NJIT AI Researcher Makes Small Language Models Accessible
While ordinary people around the world are waking up to large language models on the cloud, researchers at New Jersey Institute of Technology want you to know about the power of small models on your own hardware.
It’s not unlike fifty years ago, when people were becoming aware of business computers the size and cost of a car, unaware of the imminent personal computing revolution.
The advantages this time are personalization and privacy. By running a small language model on your own server, laptop or even smartphone, the model doesn’t have to be programmed for general knowledge or availability to anyone else, explained Yingcong Li, assistant data science professor in NJIT’s Ying Wu College of Computing.
Li already helped conquer one downside, which is training efficiency. Small models can’t process your answer nearly as efficiently as large ones with more than 50 billion data parameters. Li, as a University of Michigan doctoral student until summer 2025 and then as a new NJIT faculty member in the fall 2025 semester, worked on research that largely closes the gap by giving small models mathematical hints from large models about how to answer questions.
If the small model succeeds after receiving its hint, then a shorter and more difficult hint is provided to see if it still works. If the small model fails, then the hint is lengthened to become easier. The goal is to find what Li and collaborators call an expert anchor — the shortest possible hint where the model can still maintain a specific success rate. Their intention is to make small-model training three times faster, and they presented this project, BREAD: Branched Rollouts from Expert Anchors Bridge SFT & RL for Reasoning, at the recent Neural Information Processing Systems conference in San Diego.

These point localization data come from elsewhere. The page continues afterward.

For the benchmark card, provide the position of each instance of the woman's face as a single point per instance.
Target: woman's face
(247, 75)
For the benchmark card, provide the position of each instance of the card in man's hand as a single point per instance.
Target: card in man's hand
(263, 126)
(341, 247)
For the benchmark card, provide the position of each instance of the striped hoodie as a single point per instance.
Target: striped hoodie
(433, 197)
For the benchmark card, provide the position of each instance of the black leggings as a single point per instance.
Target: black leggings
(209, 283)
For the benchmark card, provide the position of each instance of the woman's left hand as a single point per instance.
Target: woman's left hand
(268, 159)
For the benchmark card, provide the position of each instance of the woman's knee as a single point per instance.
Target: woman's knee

Now she is moving on to the next problem, which is how to acquire a suitably pre-trained small model. Individuals and organizations lack the training resources of AI giants like Anthropic, Google or OpenAI. Li feels that might not be a problem, because small models for specific kinds of problems may already exist inside large ones, waiting to be discovered.
Commercial large models can’t be used for this application because their internals are mostly secret. There are research-focused alternatives such as DeepSeek, Meta’s Llama, Mistral and Qwen, which Li’s new software could access, as described in her proposal, Efficient and Adaptable Language Models via Sub-Model Search.
Li described what she calls a router. The router considers your task’s requirements, such as the budget, topic and time allotted. It finds the ideal sub-model by adjusting the depth and width of its processing. Depth is the number of stages, called layers, used to transform your input. Width is how many computing units, measured in terms called attention heads and multilayer perceptrons, are applied to each stage.
In real-world use, a developer would describe parameters to her software, which would then extract only the large language model parts that do whatever is needed, such as image processing or mathematical reasoning. The resulting small model would have the large intelligence that it needs, but would be small enough to run locally instead of requiring a cutting-edge data center.
One downside, Li said, is that while large models receive major updates a couple of times per year, a derived small model would not get those updates. That could mean the small model’s performance stagnates, or the model could remain exposed to security risks for too long. Another drawback is that small models may need substantial updates if their owner’s needs change.
For many individual researchers and smaller organizations, “They want to build their own model, but it is impossible to build just as strong as large companies,” Li observed. “They just want to do their own case. They don’t need to understand all languages or do very complicated reasoning problems.”